The social ills that helped motivate the 1848 revolution did not disappear with the renovation of Paris and the subsequent restructuring of its social life. They may have even been made worse by the stratification of urban life, which was cast into relief by Haussmann’s organization of the city.

But the geographic separation of rich and poor did not stop Parisian social organizing. If anything, all it did was move the liberal heart of those protest movements to a new locale—one that turned out to be better suited to rebellion than central Paris. Activists in the nineteenth century would continue to find new ways of innovating, and the winding village streets of Montmartre and Belleville turned out to be the perfect size for barricades. Indeed, in the popular uprising of the Paris Commune, a radical socialist collective that ruled parts of the city for a brief few months in 1871, the last barricade to fall was in Belleville. Historian Jacques Rougerie has even argued that the Commune can be seen as “the vengeance” of those expelled from Paris.

Even today, the wealthiest can afford to live in Paris, while the working class and new immigrants are forced into suburbs, with the border between the two divided by a highway called “the periphery” (its construction completed in 1973), a ring road that encircles all of Paris proper. As public life increasingly moved outdoors in the nineteenth century—to the boulevards, parks, and cafés—that public life still managed to self-select by wealth and status.

“[A] grand city that reflects, in its monuments and buildings, the history of a people will always be more interesting and picturesque than a new city built at right angles in which all streets look alike,” read one 1862 article from the French magazine L’Illustration, criticizing the clearance of central Paris.

Not everyone agrees with this vision of the baron as a ruthless control freak. Some of his contemporaries lauded the changes as necessary for an urban center that was dangerously overcrowded. Twentieth-century historians like Patrice de Moncan and others continue to defend Haussmann as a visionary. “There was no property-owning democracy. Everyone was dependent on the will of the landowners and the owners of the houses in Paris. In that particular context, he really took on the most powerful social group at that time, trying to offer a solution to urban problems,” Antoine Paccoud, a social geographer who has written extensively on Haussmann, told me.

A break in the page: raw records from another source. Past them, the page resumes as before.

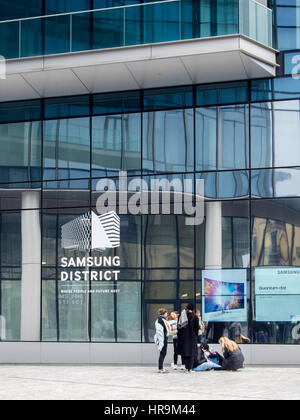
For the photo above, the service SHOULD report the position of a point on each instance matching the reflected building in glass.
(184, 90)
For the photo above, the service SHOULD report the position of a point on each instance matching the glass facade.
(239, 138)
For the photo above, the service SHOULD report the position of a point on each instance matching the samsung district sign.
(86, 233)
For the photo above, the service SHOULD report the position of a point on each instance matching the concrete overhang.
(197, 61)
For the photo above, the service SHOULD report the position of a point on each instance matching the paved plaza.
(143, 383)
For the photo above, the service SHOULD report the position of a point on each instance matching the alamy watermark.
(158, 196)
(2, 68)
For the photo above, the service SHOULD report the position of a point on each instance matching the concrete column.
(31, 267)
(213, 235)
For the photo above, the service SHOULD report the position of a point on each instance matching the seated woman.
(207, 360)
(233, 356)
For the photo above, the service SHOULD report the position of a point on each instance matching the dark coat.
(233, 360)
(188, 338)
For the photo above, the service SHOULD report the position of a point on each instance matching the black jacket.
(233, 360)
(187, 337)
(161, 322)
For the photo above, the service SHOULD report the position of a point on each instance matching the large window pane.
(20, 158)
(116, 143)
(168, 141)
(67, 148)
(275, 232)
(222, 138)
(275, 132)
(223, 241)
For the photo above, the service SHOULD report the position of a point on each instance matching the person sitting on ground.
(233, 356)
(208, 360)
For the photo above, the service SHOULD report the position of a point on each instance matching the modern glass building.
(194, 92)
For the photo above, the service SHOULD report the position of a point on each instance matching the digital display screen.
(224, 295)
(277, 294)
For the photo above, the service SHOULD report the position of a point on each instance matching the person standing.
(188, 329)
(163, 330)
(173, 321)
(202, 329)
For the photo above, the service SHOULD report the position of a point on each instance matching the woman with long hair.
(233, 356)
(163, 330)
(188, 329)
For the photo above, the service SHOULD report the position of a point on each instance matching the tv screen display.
(224, 295)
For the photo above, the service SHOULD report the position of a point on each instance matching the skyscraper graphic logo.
(90, 231)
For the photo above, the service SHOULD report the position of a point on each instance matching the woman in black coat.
(188, 328)
(233, 356)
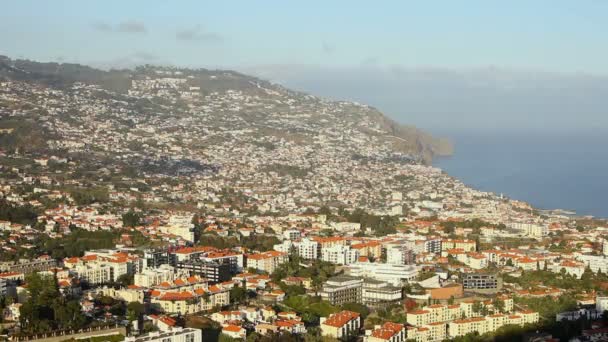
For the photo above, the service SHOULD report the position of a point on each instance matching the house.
(341, 324)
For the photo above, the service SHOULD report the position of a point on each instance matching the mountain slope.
(172, 91)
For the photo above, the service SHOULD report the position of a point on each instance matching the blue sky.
(445, 66)
(565, 36)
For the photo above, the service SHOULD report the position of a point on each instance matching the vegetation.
(46, 309)
(90, 196)
(80, 240)
(380, 225)
(17, 214)
(319, 271)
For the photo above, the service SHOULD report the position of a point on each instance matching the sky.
(445, 66)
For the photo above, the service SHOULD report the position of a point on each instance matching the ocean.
(548, 171)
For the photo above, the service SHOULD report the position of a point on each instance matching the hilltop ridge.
(199, 83)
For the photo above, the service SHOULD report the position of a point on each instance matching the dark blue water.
(548, 171)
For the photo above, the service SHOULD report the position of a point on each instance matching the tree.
(46, 309)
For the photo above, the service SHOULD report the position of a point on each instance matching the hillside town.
(198, 205)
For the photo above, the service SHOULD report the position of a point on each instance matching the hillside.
(172, 91)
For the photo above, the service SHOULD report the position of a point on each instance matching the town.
(179, 205)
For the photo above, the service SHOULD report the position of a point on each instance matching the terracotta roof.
(232, 328)
(387, 331)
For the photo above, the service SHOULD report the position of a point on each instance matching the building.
(153, 258)
(395, 275)
(388, 332)
(432, 246)
(189, 301)
(340, 255)
(234, 331)
(308, 249)
(152, 277)
(465, 245)
(481, 282)
(176, 334)
(29, 266)
(214, 272)
(267, 261)
(343, 289)
(371, 249)
(446, 292)
(377, 293)
(291, 234)
(601, 303)
(341, 325)
(482, 325)
(399, 255)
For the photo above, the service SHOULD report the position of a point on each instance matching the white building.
(393, 274)
(175, 335)
(156, 276)
(341, 255)
(308, 249)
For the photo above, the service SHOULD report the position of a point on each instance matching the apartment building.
(388, 332)
(267, 261)
(340, 255)
(341, 325)
(343, 289)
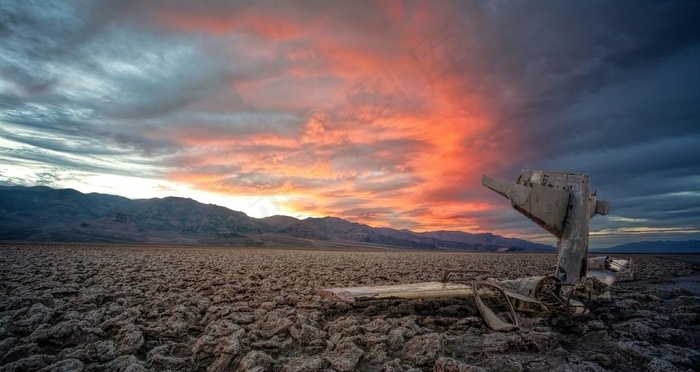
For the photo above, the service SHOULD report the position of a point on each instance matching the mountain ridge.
(44, 214)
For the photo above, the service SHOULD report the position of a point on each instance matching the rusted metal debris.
(562, 204)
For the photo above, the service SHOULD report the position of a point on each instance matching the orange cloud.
(385, 137)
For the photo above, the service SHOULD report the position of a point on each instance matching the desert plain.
(142, 308)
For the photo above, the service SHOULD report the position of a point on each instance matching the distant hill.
(43, 214)
(487, 239)
(689, 246)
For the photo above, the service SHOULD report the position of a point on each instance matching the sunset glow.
(384, 113)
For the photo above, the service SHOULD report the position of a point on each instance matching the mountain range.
(43, 214)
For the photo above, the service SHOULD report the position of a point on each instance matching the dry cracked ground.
(125, 308)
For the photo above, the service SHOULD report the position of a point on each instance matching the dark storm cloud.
(605, 88)
(86, 67)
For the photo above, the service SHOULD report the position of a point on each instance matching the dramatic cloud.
(386, 113)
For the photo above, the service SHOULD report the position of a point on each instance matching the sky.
(386, 113)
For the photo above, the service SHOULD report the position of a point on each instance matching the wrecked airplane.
(562, 204)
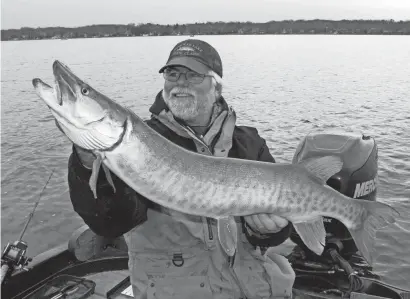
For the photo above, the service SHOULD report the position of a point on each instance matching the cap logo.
(185, 49)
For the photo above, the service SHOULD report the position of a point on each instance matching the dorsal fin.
(324, 167)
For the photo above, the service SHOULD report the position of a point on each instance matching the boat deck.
(105, 281)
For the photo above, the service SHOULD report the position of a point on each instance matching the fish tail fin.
(375, 216)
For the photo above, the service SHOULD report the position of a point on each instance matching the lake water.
(285, 86)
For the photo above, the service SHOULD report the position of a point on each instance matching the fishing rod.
(14, 254)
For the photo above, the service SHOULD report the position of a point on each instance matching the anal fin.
(228, 234)
(313, 234)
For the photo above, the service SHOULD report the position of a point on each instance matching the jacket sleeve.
(110, 214)
(273, 239)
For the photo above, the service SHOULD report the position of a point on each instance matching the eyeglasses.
(191, 76)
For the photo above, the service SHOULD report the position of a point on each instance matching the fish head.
(88, 118)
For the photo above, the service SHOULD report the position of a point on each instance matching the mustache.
(176, 90)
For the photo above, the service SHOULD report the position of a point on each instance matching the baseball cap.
(196, 55)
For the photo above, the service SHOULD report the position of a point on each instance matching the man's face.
(190, 102)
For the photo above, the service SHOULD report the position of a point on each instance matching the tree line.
(378, 27)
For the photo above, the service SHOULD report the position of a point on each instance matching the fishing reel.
(14, 257)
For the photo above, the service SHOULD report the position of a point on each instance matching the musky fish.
(209, 186)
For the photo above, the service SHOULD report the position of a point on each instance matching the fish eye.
(85, 91)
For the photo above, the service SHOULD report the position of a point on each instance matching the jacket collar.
(218, 138)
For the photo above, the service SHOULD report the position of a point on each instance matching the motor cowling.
(357, 178)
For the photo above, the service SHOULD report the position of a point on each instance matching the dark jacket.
(113, 214)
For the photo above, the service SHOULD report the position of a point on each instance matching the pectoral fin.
(97, 164)
(228, 234)
(313, 234)
(108, 176)
(94, 175)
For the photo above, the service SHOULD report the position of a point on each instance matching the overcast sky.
(73, 13)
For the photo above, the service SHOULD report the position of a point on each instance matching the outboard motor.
(357, 179)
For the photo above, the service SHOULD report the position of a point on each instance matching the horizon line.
(179, 24)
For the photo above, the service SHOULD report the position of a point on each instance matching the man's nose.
(182, 80)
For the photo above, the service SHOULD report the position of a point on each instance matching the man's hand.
(265, 223)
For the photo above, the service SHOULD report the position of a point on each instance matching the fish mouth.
(66, 82)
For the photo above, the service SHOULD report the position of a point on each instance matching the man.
(175, 255)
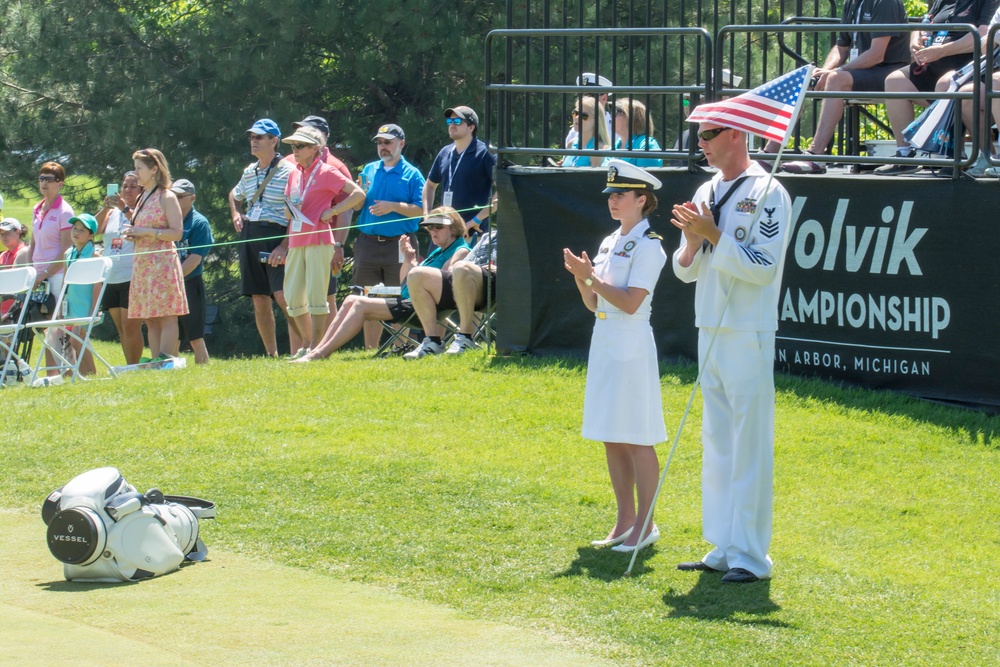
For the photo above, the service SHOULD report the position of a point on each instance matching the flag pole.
(711, 341)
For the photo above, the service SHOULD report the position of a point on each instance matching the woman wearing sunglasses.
(50, 227)
(447, 231)
(156, 291)
(634, 129)
(589, 122)
(623, 407)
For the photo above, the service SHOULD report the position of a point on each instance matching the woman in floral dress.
(156, 294)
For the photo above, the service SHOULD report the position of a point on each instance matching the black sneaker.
(901, 168)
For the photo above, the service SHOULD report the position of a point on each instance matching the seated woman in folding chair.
(462, 287)
(447, 232)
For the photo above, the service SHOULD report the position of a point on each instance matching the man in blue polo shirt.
(191, 250)
(464, 169)
(393, 198)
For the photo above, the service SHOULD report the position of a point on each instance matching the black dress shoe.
(696, 565)
(738, 575)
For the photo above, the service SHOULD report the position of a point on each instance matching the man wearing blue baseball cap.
(393, 206)
(262, 227)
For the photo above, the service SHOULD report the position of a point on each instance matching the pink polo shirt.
(320, 191)
(46, 231)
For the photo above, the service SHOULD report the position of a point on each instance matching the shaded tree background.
(90, 82)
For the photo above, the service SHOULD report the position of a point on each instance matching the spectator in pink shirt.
(312, 187)
(50, 227)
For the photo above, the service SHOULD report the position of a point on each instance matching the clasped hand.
(581, 267)
(696, 225)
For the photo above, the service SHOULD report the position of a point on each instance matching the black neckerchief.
(716, 208)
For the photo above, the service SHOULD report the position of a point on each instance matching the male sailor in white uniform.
(735, 232)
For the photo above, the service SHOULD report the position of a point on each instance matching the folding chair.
(82, 272)
(17, 281)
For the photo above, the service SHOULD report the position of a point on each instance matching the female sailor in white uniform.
(623, 407)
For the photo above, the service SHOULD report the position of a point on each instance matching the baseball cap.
(465, 113)
(182, 186)
(265, 126)
(389, 131)
(314, 121)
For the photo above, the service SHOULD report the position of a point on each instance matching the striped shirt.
(273, 197)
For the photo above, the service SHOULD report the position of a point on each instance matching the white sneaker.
(47, 381)
(461, 344)
(427, 346)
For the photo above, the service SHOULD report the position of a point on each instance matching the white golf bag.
(102, 529)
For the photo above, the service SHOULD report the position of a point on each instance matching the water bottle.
(926, 35)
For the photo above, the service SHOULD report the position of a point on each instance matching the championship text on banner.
(889, 283)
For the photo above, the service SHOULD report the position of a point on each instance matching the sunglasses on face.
(708, 135)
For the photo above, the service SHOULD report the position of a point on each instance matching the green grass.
(466, 482)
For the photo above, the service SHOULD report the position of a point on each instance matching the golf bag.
(102, 529)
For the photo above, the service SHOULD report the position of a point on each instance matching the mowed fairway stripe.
(232, 610)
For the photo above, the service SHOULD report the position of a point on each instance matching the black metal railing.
(531, 77)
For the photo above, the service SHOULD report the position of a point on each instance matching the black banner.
(889, 282)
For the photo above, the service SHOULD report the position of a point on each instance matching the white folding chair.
(91, 272)
(14, 282)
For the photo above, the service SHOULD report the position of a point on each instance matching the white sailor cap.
(626, 177)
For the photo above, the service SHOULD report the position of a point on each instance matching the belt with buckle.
(616, 315)
(383, 239)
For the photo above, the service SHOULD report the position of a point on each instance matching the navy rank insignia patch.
(769, 228)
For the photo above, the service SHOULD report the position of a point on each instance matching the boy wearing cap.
(80, 299)
(191, 250)
(393, 206)
(464, 170)
(263, 229)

The baron would be fired before he could complete some of his grandest projects, including the Opera Garnier (which would open its doors in 1875). As the partially excavated city remained incomplete after nearly twenty years of work, politicians grew tired of his vast vision—and its 2.5-billion-franc price tag (around $85 billion today). Napoleon III, one of Haussmann’s fiercest defenders, gave in to mounting criticism from the opposition party and dismissed the prefect. Within months of his firing, France would see yet another invasion from a foreign military (this time the Prussians) and the social uprising from the Paris Commune. And in the wake of that revolt there would be more change, more new buildings—including the towering Sacré Coeur Basilica, built in part to “expiate the crimes” of the Commune.

Haussmann would live out his days in a semi-exile on the island of Corsica, the birthplace of Napoleon Bonaparte. Long after his death in 1891, architects and local Parisians alike continued to debate his legacy. The democratic government that took power after Napoleon III dismissed him as a ruthless tyrant who destroyed Paris in a quest for uniformity. His defenders called him the century’s great innovator, a man who brought light, space, and innovation to a dangerously unsanitary city. The barricades, that tool of social revolt so despised by the baron and his contemporaries, would rise again in 1968 and even in 2018—this time in the shadow of Haussmann’s ubiquitous buildings.